Au-delà de leur rôle économique, ces acteurs possèdent une dimension culturelle et humaine indéniable. Chaque étal, chaque cri de vendeur et chaque marchandise exposée constitue un vecteur narratif de l’ingéniosité, de la débrouillardise et de la persévérance des populations urbaines. Cheikh Anta Diop (1991) rappelait que la grandeur d’un peuple se mesure à sa capacité à mobiliser et à intégrer toutes ses forces, y compris celles situées en marge des structures dominantes. Dans cette perspective, les marchands ambulants peuvent être perçus comme des acteurs stratégiques de la vie urbaine : ils constituent le pouls économique et culturel des villes africaines et représentent une manifestation vivante de la vitalité populaire.

 

Ces constats sont étayés par des recherche. Ndebi et Dama Dié (2020), dans Le secteur informel en Afrique : dynamiques organisationnelles des acteurs dans les marchés de proximité, une étude de quelques cas de marché dans la ville de Douala au Cameroun, démontrent que les marchands ambulants participent activement à la régulation sociale et à la stabilité économique locale, même en dehors des structures formelles. Ils contribuent à la création d’emplois et de revenus indispensables pour de nombreuses familles, et leur organisation interne, souvent sous-estimée, favorise la cohésion sociale et une régulation autonome du marché.

 

D’autres travaux corroborent ces analyses et mettent en lumière l’importance de ces acteurs dans l’économie populaire. Chéneau-Loquay (2010), dans L’usage d’internet dans les classes populaires sénégalaises : Le cas de marabouts, marchands ambulants et femmes de ménage, publié dans Africa on the Brink of the Telecommunications Revolution: Key Trends in ICT Dissemination (UNESCO), souligne la capacité d’innovation des marchands ambulants. Selon l’auteure, ces acteurs intègrent les technologies de l’information et de la communication afin d’optimiser leurs ventes et leurs stratégies de communication ;incarnent une modernité pragmatique, directement adaptée aux réalités locales et aux contraintes contextuelles.

 

Ces constats illustrent de manière convaincante que les marchands ambulants ne sauraient être réduits à de simples acteurs marginaux de l’économie urbaine.

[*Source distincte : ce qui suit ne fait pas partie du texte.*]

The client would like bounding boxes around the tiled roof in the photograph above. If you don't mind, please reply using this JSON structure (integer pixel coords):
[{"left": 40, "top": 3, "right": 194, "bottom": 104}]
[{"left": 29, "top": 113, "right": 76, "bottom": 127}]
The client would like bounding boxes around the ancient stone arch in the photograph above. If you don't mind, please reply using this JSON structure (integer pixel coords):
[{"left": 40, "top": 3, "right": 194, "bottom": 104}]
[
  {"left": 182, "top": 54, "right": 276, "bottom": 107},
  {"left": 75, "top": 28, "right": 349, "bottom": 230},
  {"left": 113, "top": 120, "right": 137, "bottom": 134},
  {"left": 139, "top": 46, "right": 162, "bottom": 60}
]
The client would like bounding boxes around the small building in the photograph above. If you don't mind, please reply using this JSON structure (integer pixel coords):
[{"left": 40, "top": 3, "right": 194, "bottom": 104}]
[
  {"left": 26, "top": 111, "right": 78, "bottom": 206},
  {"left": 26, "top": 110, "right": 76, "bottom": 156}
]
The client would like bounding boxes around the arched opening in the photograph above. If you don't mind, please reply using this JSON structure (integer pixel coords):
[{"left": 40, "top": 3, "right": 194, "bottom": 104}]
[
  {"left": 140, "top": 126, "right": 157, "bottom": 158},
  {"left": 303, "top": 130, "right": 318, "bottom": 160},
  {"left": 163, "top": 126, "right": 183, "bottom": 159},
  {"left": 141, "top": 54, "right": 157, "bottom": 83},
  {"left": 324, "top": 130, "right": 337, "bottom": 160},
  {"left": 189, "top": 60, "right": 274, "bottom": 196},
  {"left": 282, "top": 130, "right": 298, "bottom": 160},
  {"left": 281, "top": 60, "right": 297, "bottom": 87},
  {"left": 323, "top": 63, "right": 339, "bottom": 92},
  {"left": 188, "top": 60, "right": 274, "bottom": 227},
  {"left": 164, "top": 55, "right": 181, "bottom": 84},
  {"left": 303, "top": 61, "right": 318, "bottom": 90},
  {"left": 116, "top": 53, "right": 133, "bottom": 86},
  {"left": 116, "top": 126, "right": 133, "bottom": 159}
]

Ils constituent au contraire des leviers essentiels de développement socio-économique et culturel, dont la reconnaissance et la valorisation sont indispensables pour une compréhension complète des dynamiques urbaines africaines.

 

La représentation des marchands ambulants dans certains discours tend à les présenter sous un jour favorable. Toutefois, cette perception n’est pas partagée universellement. Pour une partie de l’opinion, ces acteurs contribuent à dégrader l’image urbaine et accentuent les phénomènes d’anarchie et d’indiscipline qui caractérisent certaines villes africaines.

 

Il convient de reconnaître la validité partielle de ces critiques. Néanmoins, l’exclusion pure et simple des marchands ambulants ne constitue pas une solution pertinente. La forte présence de ces acteurs dans l’espace public s’explique avant tout par des facteurs structurels : un tissu industriel limité, incapable d’absorber la jeunesse, combiné à un déficit infrastructurel persistant dans de nombreuses régions, après plus de soixante ans d’indépendance. Ces jeunes, confrontés à un environnement marqué par la précarité matérielle et sociale, sont également en contact avec d’autres réalités via les réseaux sociaux, renforçant leur aspiration à des conditions de vie meilleures.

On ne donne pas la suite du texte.